Killing Jews was legal in Nazi Germany. Lots of bad things are legal in North Korea. But you can't say those things are wrong, correct? Not according to your philosophy (which is subjectivism, and I'm not sure why you resist the word).

You are a moral relativist, right? What is moral for you is not moral for me, etc.? Your truth is yours, my truth is mine?

So, I'm shocked to read that you believe in Natural Law? Explain?

Tony said...

Can't read Harris/Prager now, but I will tomorrow. Going out to dinner...

Yes, Harris has been writing about a secular morality and a secular spirituality... it should be interesting. I think the time has come for non-theists (more palatable term than atheists) to better define their interpretation of natural law. The problem is that non-theists rarely agree with each other, disdain any authority, and it's might be like herding cats.

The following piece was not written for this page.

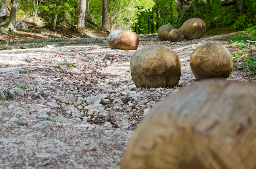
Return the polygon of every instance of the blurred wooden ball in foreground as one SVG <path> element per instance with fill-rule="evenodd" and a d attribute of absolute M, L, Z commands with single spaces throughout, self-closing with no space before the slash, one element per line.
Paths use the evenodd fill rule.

Thanks for the link, I'll catch up with you tomorrow... next year.

Leila @ Little Catholic Bubble said...

Happy New Year!

Tony said...

OK, we're back to killing Jews...{sigh}...

It might be time to re-define terms. What do you mean by morality, or what makes an moral or immoral?

Leila @ Little Catholic Bubble said...

Moral, immoral
Right, wrong
Good, evil

But I can't debate on multiple blogs... I wish I could but I would spread myself too thin. So, it's back to my blog I go. Hope to see you there!

Leila @ Little Catholic Bubble said...

PS: My Jewish husband gets the correlation between killing "less than human" Jews and killing "less than human" unborn babies. I wish you did.

Tony said...

For the record, I asked 7 Jewish friends and colleagues and none agreed with the comparison of abortion to the Holocaust. One called the prospect "interesting" as he scratched his beard; three others shook their heads in disgust and one called the analogy "insulting." Don't kill the messenger of this admittedly unscientific study.

It's important to define morality as a personal versus a group designation; Stanford dictionary of philosophy says it can be either. One's intent is paramount, as in punishing a child either out of anger (immoral), or to improve his behavior (moral). Likewise, an abortion to save the life of a pregnant woman, or to reduce the suffering of a nonviable fetus, would be moral; performing thousands of abortions whereby proper counseling and diagnosis would be impossible is immoral.

You might disagree, and you might pejoratively call this moral relativism, but I would hardly call it "frightening" or "awful".

You've asked several times why I think abortion should be rare; I've answered it several times, and in the body of this blogpost. The ACOG also gives it's policy statement.

Leila @ Little Catholic Bubble said...

Tony, most Reformed Jews are very pro-choice. Were you talking to religious, Orthodox Jews? I doubt it.

I would love your take on my latest post, as it does touch on the question of how we prevent abortions.

I will check the body of this post again to see why you think abortion should be rare.

Moral reasoning has always held that for an act to be moral, three conditions (not just one or two) must exist:

The means must be moral.
The ends must be moral.
The circumstances must be moral.

Killing of the innocent can never be a means to even a good end.

Leila @ Little Catholic Bubble said...

I couldn't sign into the ACOG site, by the way.

Leila @ Little Catholic Bubble said...

I'm sorry... It must be me, but I can't find anywhere where you explain why abortion should be rare.